Why, I heard once of a church who had to deal with a person who was homeless and lived in the woods outside the church. And because he didn’t have a place to shower, he came smelling like he lived in the woods, and folks were polite enough, but it got to be pretty significant, and some folks started to complain.
            Well, this man went to the pastor and announced his intention to join the church.  This is the place for me, he said.  I like the preaching, the choir sounds nice, the communion bread tastes good, I want to join. And she said—the pastor said—I’d like to let you in, really I would, but let me talk to the church, you know, because this is not quite as easy as just saying the vows.

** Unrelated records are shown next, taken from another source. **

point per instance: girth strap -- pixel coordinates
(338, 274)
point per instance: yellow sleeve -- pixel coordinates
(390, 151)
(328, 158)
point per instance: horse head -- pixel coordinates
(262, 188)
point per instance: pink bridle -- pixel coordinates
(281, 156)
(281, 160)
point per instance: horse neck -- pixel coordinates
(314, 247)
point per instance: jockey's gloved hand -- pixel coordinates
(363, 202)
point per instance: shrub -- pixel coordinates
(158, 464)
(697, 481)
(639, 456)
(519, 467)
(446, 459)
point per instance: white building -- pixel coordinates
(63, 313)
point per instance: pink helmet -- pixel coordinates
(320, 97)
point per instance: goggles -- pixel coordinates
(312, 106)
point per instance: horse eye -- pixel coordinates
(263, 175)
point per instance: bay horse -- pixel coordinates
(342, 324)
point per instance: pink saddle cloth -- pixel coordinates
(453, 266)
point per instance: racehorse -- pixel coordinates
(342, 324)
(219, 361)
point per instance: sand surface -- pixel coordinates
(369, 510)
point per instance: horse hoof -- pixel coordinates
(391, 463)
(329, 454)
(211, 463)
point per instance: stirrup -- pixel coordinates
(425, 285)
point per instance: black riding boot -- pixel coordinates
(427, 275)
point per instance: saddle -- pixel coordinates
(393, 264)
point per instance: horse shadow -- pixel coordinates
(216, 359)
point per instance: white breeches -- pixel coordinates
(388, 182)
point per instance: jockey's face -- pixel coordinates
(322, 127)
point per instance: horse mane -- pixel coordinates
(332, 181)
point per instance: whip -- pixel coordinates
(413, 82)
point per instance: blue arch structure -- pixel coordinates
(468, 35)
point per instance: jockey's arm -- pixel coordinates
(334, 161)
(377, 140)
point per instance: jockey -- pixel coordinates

            You know what?  The pastor called a big meeting.  The man who was homeless wasn’t there, of course, because that would have just been awkward, and we don’t do so well with awkward in the church.  But everybody else showed up and packed the sanctuary so full that someone brought cheese and crackers for everybody and put them in the next room.
            Oh, it was long and ugly.  Its just not church business unless it’s long and ugly; you know that.  The pastor got up to speak, and I wasn’t there but I imagine that she said something about it being a difficult situation, and how people were going to disagree, and how it was all right to have strong opinions, how they would make the proper concessions in light of the situation, but it was the right thing to do.  You’ve said this stuff before, maybe not in such circumstances, but you know what she said.  She might’ve read the parable of the Wheat and the Weeds.  It applies pretty well, I think.
            And when the pastor was done, well, preaching, really, she sat down and people came up to the microphone, one by one, and you’ve never heard such hate come from people’s mouths.  I mean, never.  The people who wanted to accept the man were called reckless.  The people who didn’t want to accept the man were called judgmental.  And so it went, and worse, for hours.
            Well, after it all, after several hours of side-ways glances and under-the-breath comments, and with the cheese and crackers left untouched, they had a vote.  And you know what they voted, don’t you?
            Naturally, they voted to let the homeless man into the congregation, and they voted to kick all the judgmental folks straight to the curb, out of the church, where they didn’t really have much to be judgmental about.  And the church was happy, you see, because they were setting a model of a perfect, loving church for all to see.  And people came from miles around just to see the happy, progressive, open-minded church that let in the man who was homeless, that didn’t judge him one bit because all the judgmental folks were gone, because, everybody knows, there is no room in God’s church for judgmental folks.


            All right, maybe that’s not quite how it all ended, but do you feel as I do? They didn’t kick out all the judgmental folks, but is there a small part of you, deep down in your tangled roots, that wishes they had?